One of Woolf’s most unusual books, The Waves reads more like a prose poem than a novel. The narration is delivered by a six-person chorus -- Bernard, Susan, Rhoda, Neville, Louis, and Jinny -- as they progress from childhood to adulthood together. Despite the choral narration and the friendships between the characters, The Waves has a pronounced sense of disconnection and isolation. Her work commonly emphasizes the wealth of the interior and the difficulty (or fear) of sharing that interior life with others, and the lyrical form of this work underscores this sentiment. Each character gives voice to their most private moments of rapture and horror, creating a mood of vulnerability and often loneliness, and the fragmented movement of the story echoes the stream of one’s internal thoughts. Woolf creates a strange and poetic world focused almost entirely on the interior world, rather than the external.

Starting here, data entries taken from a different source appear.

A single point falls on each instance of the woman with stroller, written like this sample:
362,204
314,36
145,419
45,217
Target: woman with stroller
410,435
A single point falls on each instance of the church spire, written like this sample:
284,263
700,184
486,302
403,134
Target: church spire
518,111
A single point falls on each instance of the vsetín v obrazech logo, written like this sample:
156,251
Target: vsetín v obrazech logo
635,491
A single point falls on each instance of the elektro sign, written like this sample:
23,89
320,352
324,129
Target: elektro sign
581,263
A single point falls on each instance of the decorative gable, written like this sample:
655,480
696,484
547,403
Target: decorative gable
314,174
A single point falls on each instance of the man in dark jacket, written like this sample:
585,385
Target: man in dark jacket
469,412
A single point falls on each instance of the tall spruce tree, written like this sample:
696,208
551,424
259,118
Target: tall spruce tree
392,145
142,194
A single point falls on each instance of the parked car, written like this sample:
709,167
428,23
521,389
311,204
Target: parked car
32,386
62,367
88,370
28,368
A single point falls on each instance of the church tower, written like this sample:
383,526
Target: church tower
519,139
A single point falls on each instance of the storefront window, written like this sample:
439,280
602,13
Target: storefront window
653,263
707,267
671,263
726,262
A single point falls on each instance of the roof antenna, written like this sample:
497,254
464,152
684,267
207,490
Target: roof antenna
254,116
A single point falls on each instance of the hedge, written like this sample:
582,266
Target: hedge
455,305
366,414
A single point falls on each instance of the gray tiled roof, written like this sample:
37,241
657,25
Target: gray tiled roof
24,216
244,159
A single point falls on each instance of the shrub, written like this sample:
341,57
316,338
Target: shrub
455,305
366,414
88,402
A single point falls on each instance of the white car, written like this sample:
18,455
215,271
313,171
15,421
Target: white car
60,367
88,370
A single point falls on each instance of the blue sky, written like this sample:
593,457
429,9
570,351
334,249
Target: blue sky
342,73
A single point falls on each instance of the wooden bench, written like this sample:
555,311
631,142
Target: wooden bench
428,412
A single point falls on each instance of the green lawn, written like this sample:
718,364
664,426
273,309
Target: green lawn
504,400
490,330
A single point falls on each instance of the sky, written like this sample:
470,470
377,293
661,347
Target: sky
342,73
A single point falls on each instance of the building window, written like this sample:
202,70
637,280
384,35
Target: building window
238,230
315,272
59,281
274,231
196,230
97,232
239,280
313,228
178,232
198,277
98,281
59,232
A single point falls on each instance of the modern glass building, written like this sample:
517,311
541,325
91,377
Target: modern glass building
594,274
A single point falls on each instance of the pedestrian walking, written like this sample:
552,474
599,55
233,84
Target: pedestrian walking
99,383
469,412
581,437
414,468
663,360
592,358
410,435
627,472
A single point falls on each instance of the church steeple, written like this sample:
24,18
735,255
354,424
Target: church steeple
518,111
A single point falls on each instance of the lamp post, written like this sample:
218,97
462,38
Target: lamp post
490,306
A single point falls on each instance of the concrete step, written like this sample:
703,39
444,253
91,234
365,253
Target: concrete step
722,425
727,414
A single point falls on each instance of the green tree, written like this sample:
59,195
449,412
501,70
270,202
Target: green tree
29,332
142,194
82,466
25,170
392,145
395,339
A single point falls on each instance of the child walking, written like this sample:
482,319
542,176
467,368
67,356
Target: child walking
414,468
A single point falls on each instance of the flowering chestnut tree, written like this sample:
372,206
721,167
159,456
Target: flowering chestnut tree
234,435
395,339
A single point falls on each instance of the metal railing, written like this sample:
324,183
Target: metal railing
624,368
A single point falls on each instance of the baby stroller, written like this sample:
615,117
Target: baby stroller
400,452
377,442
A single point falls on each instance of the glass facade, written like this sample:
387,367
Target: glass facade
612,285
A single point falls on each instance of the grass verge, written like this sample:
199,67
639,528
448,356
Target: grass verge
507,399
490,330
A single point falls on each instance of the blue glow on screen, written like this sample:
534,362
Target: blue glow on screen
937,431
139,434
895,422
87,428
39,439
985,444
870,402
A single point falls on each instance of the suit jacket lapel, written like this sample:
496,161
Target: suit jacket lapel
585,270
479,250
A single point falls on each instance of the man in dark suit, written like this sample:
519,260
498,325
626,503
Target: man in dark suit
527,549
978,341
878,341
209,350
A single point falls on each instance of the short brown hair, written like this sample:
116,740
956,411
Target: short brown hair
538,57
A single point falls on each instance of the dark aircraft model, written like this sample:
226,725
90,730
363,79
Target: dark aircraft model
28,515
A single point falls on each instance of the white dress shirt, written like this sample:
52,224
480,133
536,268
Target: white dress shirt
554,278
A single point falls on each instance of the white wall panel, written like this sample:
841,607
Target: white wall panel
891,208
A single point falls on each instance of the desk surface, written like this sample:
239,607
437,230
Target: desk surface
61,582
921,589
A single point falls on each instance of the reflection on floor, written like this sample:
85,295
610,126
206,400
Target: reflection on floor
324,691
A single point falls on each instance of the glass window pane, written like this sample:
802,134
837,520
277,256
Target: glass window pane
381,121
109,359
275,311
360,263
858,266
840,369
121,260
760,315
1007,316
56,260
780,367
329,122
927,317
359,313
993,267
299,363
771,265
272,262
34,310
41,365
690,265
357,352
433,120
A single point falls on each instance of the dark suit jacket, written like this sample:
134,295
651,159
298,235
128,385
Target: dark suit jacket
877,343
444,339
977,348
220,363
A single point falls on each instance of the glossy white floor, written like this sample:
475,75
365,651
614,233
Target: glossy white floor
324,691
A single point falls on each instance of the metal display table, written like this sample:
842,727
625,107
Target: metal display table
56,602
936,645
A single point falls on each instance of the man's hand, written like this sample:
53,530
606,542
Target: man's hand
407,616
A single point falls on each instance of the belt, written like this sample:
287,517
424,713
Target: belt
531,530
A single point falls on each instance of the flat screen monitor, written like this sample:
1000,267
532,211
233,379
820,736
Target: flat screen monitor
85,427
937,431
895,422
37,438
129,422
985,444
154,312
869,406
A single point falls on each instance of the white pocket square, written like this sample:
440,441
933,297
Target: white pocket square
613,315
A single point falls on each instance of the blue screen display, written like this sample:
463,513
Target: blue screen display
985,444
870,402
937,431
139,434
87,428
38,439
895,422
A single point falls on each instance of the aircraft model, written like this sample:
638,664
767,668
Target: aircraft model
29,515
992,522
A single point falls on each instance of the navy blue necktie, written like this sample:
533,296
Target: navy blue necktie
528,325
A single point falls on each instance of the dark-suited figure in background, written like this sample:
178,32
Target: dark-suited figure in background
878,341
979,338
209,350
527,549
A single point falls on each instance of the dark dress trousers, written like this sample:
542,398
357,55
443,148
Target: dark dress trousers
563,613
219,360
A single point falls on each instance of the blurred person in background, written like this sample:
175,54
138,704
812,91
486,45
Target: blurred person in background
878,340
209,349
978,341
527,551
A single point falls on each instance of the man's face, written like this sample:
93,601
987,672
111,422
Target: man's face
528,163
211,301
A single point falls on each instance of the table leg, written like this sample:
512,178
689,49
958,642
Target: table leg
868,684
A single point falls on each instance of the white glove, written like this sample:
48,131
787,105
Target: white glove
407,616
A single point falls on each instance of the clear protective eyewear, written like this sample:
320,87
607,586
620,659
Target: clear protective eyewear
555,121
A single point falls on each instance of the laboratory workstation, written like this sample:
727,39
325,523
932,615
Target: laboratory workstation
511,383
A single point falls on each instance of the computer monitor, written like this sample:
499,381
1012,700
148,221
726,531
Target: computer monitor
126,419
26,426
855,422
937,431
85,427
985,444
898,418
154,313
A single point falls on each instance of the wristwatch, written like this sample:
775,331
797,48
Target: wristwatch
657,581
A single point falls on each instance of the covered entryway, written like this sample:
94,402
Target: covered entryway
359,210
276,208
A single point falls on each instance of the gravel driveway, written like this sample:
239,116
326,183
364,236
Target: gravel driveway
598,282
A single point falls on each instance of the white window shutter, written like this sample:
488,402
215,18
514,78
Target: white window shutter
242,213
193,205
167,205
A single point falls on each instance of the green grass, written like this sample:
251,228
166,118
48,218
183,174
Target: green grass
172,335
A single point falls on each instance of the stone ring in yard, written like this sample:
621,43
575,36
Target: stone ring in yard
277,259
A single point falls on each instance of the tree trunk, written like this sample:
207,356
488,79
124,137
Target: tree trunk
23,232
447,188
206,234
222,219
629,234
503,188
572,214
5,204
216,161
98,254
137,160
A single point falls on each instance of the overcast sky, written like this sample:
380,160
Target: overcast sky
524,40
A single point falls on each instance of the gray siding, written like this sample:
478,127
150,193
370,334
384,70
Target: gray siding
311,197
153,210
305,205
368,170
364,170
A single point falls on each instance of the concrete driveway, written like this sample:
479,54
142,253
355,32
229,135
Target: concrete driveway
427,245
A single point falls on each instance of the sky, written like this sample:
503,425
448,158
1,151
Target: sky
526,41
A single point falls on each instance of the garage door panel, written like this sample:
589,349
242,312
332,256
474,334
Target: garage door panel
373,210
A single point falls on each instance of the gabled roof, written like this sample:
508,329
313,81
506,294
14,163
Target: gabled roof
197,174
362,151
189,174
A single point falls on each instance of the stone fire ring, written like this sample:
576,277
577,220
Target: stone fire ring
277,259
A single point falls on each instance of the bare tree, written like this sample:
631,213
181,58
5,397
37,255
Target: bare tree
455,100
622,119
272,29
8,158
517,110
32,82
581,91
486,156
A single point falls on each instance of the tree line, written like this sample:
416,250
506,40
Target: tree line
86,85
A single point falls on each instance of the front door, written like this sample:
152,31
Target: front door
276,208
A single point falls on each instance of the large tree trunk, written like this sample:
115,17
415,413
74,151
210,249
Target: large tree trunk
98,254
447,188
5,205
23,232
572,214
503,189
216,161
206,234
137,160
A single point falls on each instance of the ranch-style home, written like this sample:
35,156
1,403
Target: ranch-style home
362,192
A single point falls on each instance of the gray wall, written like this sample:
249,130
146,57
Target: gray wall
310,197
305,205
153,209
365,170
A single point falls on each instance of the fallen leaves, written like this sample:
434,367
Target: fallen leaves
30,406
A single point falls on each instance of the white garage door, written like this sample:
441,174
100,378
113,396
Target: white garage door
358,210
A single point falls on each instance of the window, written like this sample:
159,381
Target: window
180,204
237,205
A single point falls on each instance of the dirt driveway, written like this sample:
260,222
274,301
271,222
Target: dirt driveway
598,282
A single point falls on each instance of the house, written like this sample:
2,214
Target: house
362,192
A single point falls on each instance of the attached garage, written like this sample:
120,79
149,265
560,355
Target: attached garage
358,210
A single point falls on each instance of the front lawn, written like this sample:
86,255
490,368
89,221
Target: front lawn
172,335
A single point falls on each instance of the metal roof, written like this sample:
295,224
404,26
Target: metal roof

Diaz doesn’t tiptoe around the nature of his chubby, nerdy protagonist: “Oscar,” he writes, “was a social introvert who trembled with fear during gym class.” It’s popular Junior who narrates the story, giving us the unusual perspective of an apparent extrovert observing minutely the life of an introvert. Though Oscar actually craves interpersonal intimacy -- specifically a girlfriend -- the general social scene holds only fear for him. Comfort means reading sci-fi or writing pages and pages of elaborate fantasy stories. Oscar Wao probes the painful dilemma of the shy introvert: He longs for deep relationships, but doesn’t have the ease with casual socializing that might lead to one (a problem only complicated by his conventionally unappealing looks and niche interests).
The sensitive, observant narrator of Proust’s classic novel shares his inner life and recollections with us so thoroughly that we seem to be inside his mind. He recalls with great fondness the simplest of pleasures -- even the taste of a madeleine in tea is so powerful to him that it can trigger waves of nostalgia -- suggesting that he is acutely affected by everything in his environment. His attachments are fervent, and he can’t even fall asleep happily as a child without a kiss goodnight from his mother. Meanwhile, the prose moves deliberately, carefully, showing a dedication to careful thought. Perhaps most importantly, you have to be eager to spend hours and hours alone with a book in order to finish this novel -- it’s a long one.
CORRECTION: A previous version of this post misstated the title of Susan Cain's book.